New Associate Professor Researches Antarctic Waters
Three questions to Sebastiaan Swart, newly appointed associate professor in oceanography at the University of Gothenburg’s Faculty of Science.
How do you look upon the award?
– To be honest, as fairly new to Sweden, the Docent process and award was unknown to me. Yet, the award was a great time to self-reflect on what has been achieved and where I, as a researcher, would like to head in the years to come. I appreciate the evaluation and recognition for the science my team and me have done and I hope to use this as a stimulant to the risky and exciting science challenges we face in the near future.
What is your research mainly about?
– My research focus is on the physical processes that occur and evolve in the upper layers of the ocean; in particular, small scale (a few kilometers in size) features like oceanfronts, jets and eddies. This is essentially the weather of the ocean and it is very difficult to observe and understand them, especially in the remote and cold waters surrounding Antarctica, where my field study sites lie. I use drones that fly in the ocean for 6-12 month at a time, collecting measurements of the physical properties of the ocean. These robotic platforms send the data back to us and receive new commands via satellite communication. In 2018 and 2019, we will send these drones under Antarctic sea ice for the first time to make scientific measurements.
How can your research be used by the community?

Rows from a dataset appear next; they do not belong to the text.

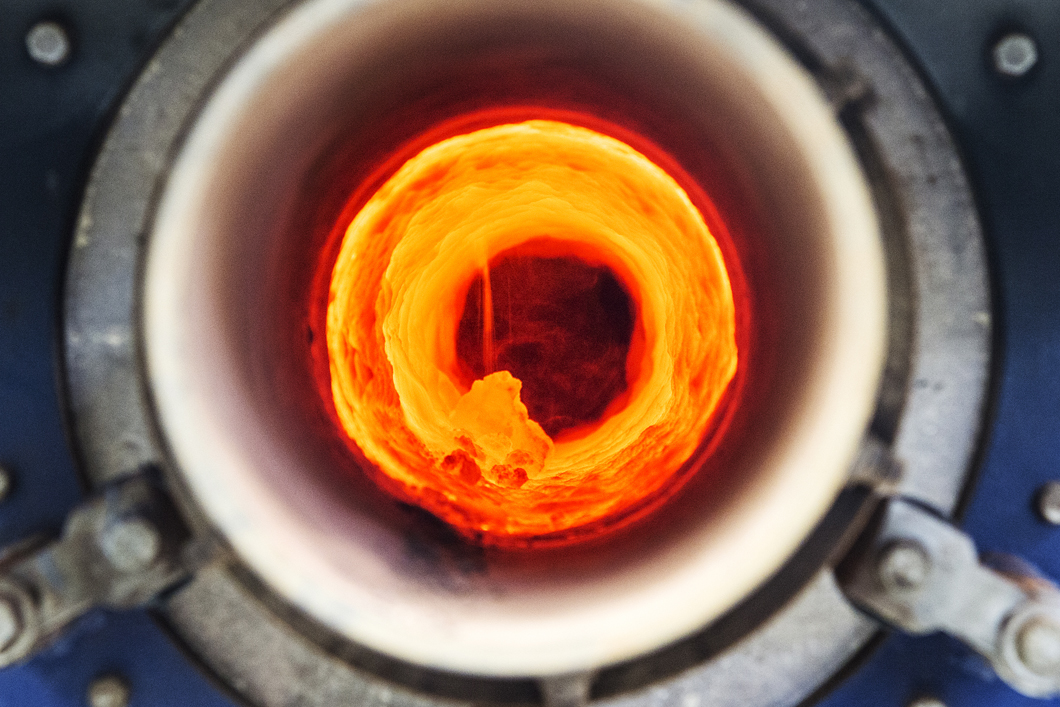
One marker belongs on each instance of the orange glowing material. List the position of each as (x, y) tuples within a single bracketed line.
[(535, 247)]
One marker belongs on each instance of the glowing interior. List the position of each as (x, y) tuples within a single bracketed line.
[(581, 233)]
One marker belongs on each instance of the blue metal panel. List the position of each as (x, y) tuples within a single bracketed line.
[(1009, 131)]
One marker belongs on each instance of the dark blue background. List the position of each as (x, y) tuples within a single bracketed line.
[(1009, 133)]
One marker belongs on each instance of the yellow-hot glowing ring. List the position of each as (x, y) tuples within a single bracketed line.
[(473, 457)]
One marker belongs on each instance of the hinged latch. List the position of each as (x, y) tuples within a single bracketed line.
[(921, 575)]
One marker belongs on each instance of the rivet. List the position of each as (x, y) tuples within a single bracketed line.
[(108, 691), (1014, 54), (48, 43)]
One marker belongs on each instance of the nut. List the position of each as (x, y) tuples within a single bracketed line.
[(1038, 646), (903, 566), (1014, 55), (131, 545)]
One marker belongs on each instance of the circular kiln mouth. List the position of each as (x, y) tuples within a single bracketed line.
[(692, 205), (484, 353)]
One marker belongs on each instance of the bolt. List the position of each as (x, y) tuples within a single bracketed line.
[(1038, 644), (108, 691), (48, 43), (1048, 502), (925, 701), (903, 566), (1014, 55), (11, 623), (131, 544)]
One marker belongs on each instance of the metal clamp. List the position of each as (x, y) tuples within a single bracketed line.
[(922, 576), (120, 550)]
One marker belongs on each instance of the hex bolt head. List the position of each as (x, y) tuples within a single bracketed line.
[(130, 545), (1014, 55), (1038, 644), (903, 566), (108, 691), (48, 43), (11, 623), (1048, 502)]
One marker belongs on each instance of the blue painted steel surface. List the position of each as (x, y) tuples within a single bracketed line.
[(1009, 133)]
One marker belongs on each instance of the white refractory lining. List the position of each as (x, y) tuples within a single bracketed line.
[(206, 276)]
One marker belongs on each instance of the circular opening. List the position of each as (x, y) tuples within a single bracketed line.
[(496, 251), (314, 121)]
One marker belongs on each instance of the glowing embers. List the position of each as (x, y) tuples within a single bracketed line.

– This 'weather' in the ocean has critical implications for current and future climate. These processes essentially regulate the rate of carbon and heat exchange between the ocean and atmosphere and are therefore the state of the climate and ecosystem health of the oceans. We therefore need this information to improve estimates of what the Earth's climate will look like in the future. The Southern Ocean is also the source region for most of the nutrients in the world's ocean. The fish and other marine resources of our oceans use nutrients that are mostly derived from the Southern Ocean.